Creating safe and inclusive spaces
July 29, 2020
In 2019 to provide a dedicated space on campus for students, as well as student groups, working to advance social justice, anti-racism, and inclusion. Housed at 140 Stuart St., the space is typically known on campus as the Yellow House.
Deanna Fialho recently joined Student Affairs as its director. In this role, she will lead the development of programs, activities, and services dedicated to supporting the university’s equity-seeking students. The Queen’s Gazette connected with Fialho to learn more about her experience and her goals.
Tell us about your professional background and the work you’ve done to promote equity, diversity, and inclusion (EDI) in your previous positions.

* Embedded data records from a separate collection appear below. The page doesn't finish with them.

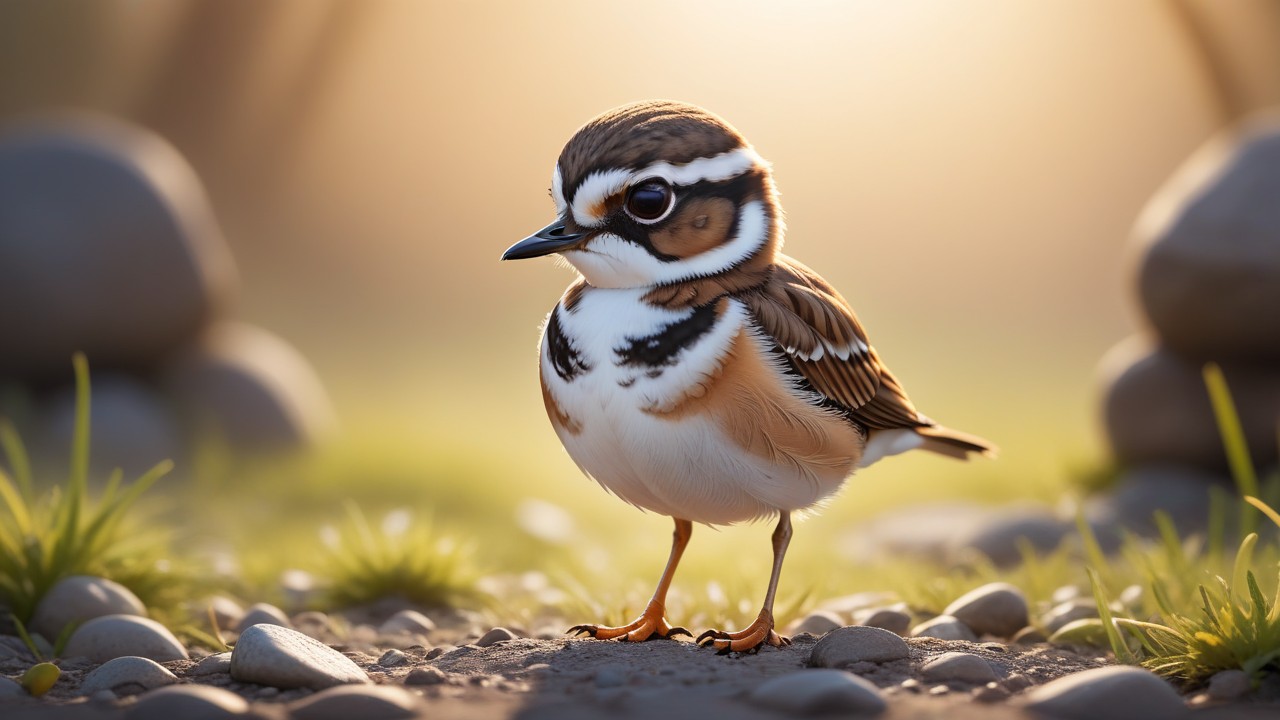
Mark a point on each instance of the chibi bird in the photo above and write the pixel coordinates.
(693, 369)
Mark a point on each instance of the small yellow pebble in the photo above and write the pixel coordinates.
(39, 678)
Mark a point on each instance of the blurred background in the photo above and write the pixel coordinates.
(965, 173)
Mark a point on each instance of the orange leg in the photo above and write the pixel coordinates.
(650, 624)
(759, 632)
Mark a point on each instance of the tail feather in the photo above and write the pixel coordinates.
(954, 443)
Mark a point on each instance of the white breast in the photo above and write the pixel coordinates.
(686, 466)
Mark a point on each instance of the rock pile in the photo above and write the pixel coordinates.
(109, 246)
(1208, 285)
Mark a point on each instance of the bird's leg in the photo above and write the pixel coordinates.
(652, 623)
(762, 629)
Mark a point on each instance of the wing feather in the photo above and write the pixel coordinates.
(826, 343)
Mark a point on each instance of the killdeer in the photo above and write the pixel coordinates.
(693, 369)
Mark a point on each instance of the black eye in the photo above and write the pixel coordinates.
(649, 200)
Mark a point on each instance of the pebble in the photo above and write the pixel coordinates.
(959, 666)
(117, 636)
(188, 702)
(1029, 634)
(886, 619)
(1119, 692)
(996, 609)
(426, 677)
(818, 623)
(407, 621)
(82, 597)
(263, 613)
(282, 657)
(392, 657)
(227, 611)
(1228, 684)
(120, 671)
(818, 692)
(991, 692)
(366, 702)
(856, 643)
(1064, 613)
(945, 628)
(496, 636)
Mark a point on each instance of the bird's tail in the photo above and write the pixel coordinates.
(954, 443)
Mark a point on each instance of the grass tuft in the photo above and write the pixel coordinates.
(403, 557)
(46, 537)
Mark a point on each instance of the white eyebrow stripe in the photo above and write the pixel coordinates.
(558, 191)
(603, 185)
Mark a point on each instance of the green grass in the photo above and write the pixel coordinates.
(1211, 610)
(49, 534)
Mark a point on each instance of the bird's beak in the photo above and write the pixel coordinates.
(552, 238)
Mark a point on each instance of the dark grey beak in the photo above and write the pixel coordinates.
(552, 238)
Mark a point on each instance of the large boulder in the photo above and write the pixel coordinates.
(250, 388)
(1157, 409)
(106, 246)
(1210, 276)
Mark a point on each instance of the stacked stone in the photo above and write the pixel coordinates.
(109, 246)
(1210, 290)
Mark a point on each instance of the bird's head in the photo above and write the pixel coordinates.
(656, 194)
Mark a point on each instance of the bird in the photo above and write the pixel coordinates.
(693, 369)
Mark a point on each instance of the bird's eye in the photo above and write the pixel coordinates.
(650, 200)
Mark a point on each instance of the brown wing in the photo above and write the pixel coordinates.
(826, 343)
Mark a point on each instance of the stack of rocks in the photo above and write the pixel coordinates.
(108, 246)
(1210, 290)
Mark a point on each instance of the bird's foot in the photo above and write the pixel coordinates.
(649, 625)
(752, 639)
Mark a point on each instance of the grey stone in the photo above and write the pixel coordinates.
(263, 613)
(133, 427)
(1069, 611)
(1210, 276)
(999, 538)
(1157, 410)
(188, 702)
(818, 623)
(127, 673)
(496, 636)
(945, 628)
(117, 636)
(428, 675)
(959, 666)
(108, 246)
(227, 611)
(213, 665)
(368, 702)
(1029, 636)
(278, 656)
(392, 659)
(250, 387)
(1229, 684)
(410, 621)
(996, 609)
(886, 619)
(858, 643)
(1119, 692)
(80, 598)
(817, 692)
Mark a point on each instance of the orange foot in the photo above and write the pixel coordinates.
(652, 624)
(750, 639)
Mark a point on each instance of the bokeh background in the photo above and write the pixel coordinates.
(967, 173)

This is a great question, and one that I believe must be rooted in my personal background and identity which has shaped both my approach to equity and desire to come to Queen’s in a meaningful way. I am a first-generation woman born and raised in the Greater Toronto Area. My family is originally from Goa, India and were raised in Karachi, Pakistan, immigrating to Canada in 1971. The value of education was defined clearly for our family by my maternal grandfather who faced the need of re-educating himself as a chartered accountant despite a fruitful education and career in Pakistan. My grandparents on both sides of my family sacrificed a lot for our family and have supported each of their grandchildren to build a bright future in Canada through education. I truly believe in the power of Canada’s post-secondary institutions to build the skills, self-awareness, and innovation that will ultimately drive an equitable future for all.
I spent key years of my early adolescence in a rural Ontario town, which defined for me the incredible value of building community through inclusive learning environments, as well as an early awareness of the risks to safety, development, self-worth, and big aspirations for young people who operate in environments that do not place value on diversity.
Foundational to my work and experience in EDI is a strong understanding of how race, class and gender shape the various power structures that build our current reality. This was fostered through a Master of Educational Leadership and Policy degree from OISE at the University of Toronto and an undergraduate degree in Sociology from Carleton University.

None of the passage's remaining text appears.